Numa tarde de sábado dessas, num Vasco x América, lá por 1986, o meu cruzmaltino passou um sufoco no primeiro tempo e saiu perdendo de 1 a 0. Praticamente todo ataque do Diabo era perigoso porque naquele dia o normalmente ótimo goleiro Acácio estava hesitante e atrasado, tomando decisão ruim após decisão ruim, soltando bolas e completamente fora do tempo, a ponto de sair pro intervalo sob vaias da torcida. O que acabou levando o técnico a trocá-lo pra volta a campo por Paulo Sérgio.

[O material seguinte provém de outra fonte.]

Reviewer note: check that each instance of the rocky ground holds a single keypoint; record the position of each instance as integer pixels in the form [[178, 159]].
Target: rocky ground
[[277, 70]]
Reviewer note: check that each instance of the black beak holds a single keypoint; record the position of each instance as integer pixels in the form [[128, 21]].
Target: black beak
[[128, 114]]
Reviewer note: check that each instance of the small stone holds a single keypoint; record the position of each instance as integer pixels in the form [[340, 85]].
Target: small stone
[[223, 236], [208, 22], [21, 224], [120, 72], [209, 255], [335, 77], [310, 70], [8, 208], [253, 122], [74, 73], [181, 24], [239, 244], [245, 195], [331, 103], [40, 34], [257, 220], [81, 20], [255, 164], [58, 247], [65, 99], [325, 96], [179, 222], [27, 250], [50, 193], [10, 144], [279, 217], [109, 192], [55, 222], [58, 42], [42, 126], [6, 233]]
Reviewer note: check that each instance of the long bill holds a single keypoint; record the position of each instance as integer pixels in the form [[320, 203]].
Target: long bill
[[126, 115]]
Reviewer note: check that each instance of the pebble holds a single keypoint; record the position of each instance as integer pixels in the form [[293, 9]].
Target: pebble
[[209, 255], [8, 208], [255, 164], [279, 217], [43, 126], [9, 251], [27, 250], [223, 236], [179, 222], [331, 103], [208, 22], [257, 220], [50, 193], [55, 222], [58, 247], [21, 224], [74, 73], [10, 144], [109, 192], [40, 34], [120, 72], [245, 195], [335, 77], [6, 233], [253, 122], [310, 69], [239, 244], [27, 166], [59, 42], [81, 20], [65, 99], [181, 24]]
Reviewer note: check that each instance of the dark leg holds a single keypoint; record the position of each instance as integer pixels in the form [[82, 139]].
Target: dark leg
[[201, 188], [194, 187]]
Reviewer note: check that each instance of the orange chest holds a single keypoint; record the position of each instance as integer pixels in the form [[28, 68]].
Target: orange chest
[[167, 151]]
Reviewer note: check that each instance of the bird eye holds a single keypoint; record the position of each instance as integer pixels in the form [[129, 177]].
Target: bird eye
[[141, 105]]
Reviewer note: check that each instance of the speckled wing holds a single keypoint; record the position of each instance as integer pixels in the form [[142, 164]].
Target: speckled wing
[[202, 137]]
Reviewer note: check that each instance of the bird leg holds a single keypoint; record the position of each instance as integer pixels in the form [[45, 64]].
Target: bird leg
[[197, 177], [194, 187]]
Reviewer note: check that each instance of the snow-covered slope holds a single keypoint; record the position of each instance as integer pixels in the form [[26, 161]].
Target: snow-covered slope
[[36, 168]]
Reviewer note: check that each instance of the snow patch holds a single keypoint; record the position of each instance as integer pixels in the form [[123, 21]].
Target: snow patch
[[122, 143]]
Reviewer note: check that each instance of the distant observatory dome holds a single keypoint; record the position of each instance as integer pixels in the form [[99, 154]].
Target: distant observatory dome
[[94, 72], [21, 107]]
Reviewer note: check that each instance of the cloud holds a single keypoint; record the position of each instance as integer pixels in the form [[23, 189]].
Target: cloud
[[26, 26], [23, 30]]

Como nem todo o mundo aqui acompanhava futebol carioca, Paulo Sérgio, apesar de ter mesmo chegado a ser convocado algumas vezes pra Seleção Brasileira, era um goleirinho. Não, não estou falando de seus dotes entre os paus - ainda! - mas de sua altura, mesmo. Ele dizia ter 1 metro e 78, o que já não era altura de arqueiro mesmo naquela época, mas todo o mundo sabia que media menos e, para coroar tudo, ainda tinha pouca envergadura. Como sabemos todos, atletas maiores tendem a ser mais fortes e os menores a ser mais ágeis. Pois Paulo Sérgio, assim, famosamente atirava-se a cada chute de maneira acrobática e espalhafatosa, até porque era a única chance de alcançar a bola onde outros guarda-redes apenas esticariam o braço. A mesma pequenez reduzia-lhe também a percepção de colocação e aumentava sua insegurança e sob essas influências ele não conseguia resguardar-se de pular a cada finalização, mesmo em finalizações claramente descalibradas ou indefensáveis. Ver aquele sujeito saltitante e pululante, acrobaticamente atirando-se ao chão vez após vez dentro da pequena área não era particularmente eficiente em manter as redes intocadas, mas era um espetáculo visual inegavelmente impressionante. Tanto que na Copa de 1982 foi convocado como reserva, na frente de Raul, que, com 1 metro e 87 nunca deixava de andar em brinquedos de parque de diversões com limite de altura, mas que lendariamente não se preocupava em tentar defender bolas que ele sabia estarem fora de seu alcance, ou rumo à arquibancada.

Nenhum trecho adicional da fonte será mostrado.